My latest at Frum Forum: "Getting America Back to the Moon." Excerpt:
What’s no less worrisome, however, is that a large, important celestial object has been eclipsed in current policymaking and political debate: the moon. Perhaps as a means of distancing itself as far as possible from the Bush approach, the Obama White House has discarded Earth’s natural satellite as a target for human exploration and development.

Consider these goals stated in the National Space Policy document, released in June: “By 2025, begin crewed missions beyond the moon, including sending humans to an asteroid. By the mid-2030s, send humans to orbit Mars and return them safely to Earth.” That “beyond the moon” is actually the only mention of the moon in the 14-page document.
Whole thing here.

Saturday, August 7, 2010

Deadliest Warrior analysis

Over at FrumForum, I speak up "In Praise of Deadliest Warrior." Excerpt:
Spike TV’s series Deadliest Warrior is presumably aimed at a demographic that’s fairly young and mostly male. The show investigates such questions as who would win in a fight to the death between a Spartan and a Ninja, or Navy SEALs versus Israeli commandos—and in the relevant weapons testing splatters some pig carcasses or head-shaped gelatin models.
But that’s not to say it’s a frivolous show. It’s actually quite thought-provoking, offering insights into military history, strategy and philosophy, while giving a sense of the power (and limits) of scientific empirical testing and of computer simulations. That Deadliest Warrior is fun and sometimes tasteless should not distract from its intellectually stimulating content.
Whole thing here.

Thursday, August 5, 2010

Radio note

I'll be on the Gabe Wisdom Show on Tues., Aug. 10 at 7 pm ET to discuss "Reawakening the Dragon," my piece on China's stock market history. For podcasts of previous appearances, see here.

Wednesday, August 4, 2010

Behavioral econ brief

Monkeys make bad economic decisions. So do humans.

Monday, August 2, 2010

Shutter Island Darwin

This weekend's movie rentals made for an odd juxtaposition. First there was Shutter Island, the weird melodrama of which borders on laughable (or perhaps more than borders) for much of the film -- until you find out what's actually going on.
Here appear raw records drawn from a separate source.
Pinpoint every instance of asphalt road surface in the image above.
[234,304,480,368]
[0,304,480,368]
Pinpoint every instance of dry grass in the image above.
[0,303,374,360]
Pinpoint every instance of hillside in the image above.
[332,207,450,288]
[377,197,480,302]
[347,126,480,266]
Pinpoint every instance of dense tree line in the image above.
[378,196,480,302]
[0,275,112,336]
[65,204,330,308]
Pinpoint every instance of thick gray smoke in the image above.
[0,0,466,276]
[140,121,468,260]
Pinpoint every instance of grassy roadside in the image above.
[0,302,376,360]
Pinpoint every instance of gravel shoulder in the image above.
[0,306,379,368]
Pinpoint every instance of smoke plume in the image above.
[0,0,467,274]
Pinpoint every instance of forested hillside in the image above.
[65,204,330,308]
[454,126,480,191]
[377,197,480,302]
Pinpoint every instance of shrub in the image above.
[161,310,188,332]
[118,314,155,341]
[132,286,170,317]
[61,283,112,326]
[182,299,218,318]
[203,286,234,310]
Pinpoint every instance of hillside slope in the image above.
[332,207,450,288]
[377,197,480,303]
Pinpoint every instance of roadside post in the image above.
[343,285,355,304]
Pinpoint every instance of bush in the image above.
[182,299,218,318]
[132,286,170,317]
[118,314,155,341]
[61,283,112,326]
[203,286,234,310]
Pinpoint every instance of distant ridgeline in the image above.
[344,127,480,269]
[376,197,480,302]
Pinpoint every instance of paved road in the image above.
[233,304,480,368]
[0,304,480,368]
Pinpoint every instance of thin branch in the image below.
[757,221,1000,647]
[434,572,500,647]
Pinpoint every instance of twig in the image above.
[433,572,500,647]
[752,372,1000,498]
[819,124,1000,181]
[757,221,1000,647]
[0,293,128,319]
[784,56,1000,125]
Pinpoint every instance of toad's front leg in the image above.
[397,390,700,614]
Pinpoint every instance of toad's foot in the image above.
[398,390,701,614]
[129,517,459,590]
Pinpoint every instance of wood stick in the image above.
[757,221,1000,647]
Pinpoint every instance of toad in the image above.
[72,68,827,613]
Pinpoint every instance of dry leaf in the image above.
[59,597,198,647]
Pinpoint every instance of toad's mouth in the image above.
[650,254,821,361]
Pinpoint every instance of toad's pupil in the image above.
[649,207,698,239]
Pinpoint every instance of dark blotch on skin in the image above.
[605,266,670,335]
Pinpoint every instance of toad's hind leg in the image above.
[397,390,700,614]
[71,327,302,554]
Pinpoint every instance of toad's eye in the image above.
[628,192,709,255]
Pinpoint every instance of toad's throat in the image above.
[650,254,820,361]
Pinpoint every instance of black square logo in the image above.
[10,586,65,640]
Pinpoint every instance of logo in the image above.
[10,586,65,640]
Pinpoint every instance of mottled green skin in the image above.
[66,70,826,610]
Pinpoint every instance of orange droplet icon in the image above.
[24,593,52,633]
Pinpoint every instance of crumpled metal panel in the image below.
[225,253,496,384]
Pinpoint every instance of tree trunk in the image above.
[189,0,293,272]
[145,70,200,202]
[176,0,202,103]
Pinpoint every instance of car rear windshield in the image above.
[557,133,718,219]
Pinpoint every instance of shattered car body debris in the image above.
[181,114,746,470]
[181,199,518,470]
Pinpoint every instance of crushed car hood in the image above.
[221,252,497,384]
Then there was Creation, about Charles Darwin, which has a notably similar hallucinatory quality, such that it could have been called "Charles Darwin Goes to Shutter Island." Despite, or -- let's face it -- because of, all the bizarreness, I'd recommend both, particularly with a glass of Lagavulin.

Sunday, August 1, 2010

Tibetan six-pack

From a Reason piece on Tibetan Buddhism:
You soon realize that no Tibetan Buddhist sits cross-legged on cushions all day long while staring into space and thinking about the universe. No, worshipping Buddha is a full-on physical workout. At the Lamaling Temple on a hillside in Nyingchi County in south-east Tibet, I saw women in their 50s doing the prostration thing, like an archaic version of a Jane Fonda workout.
I can vouch for this. Doing the seven ritual prostrations in the temple at Chobar, Nepal last year made my abs hurt for a week.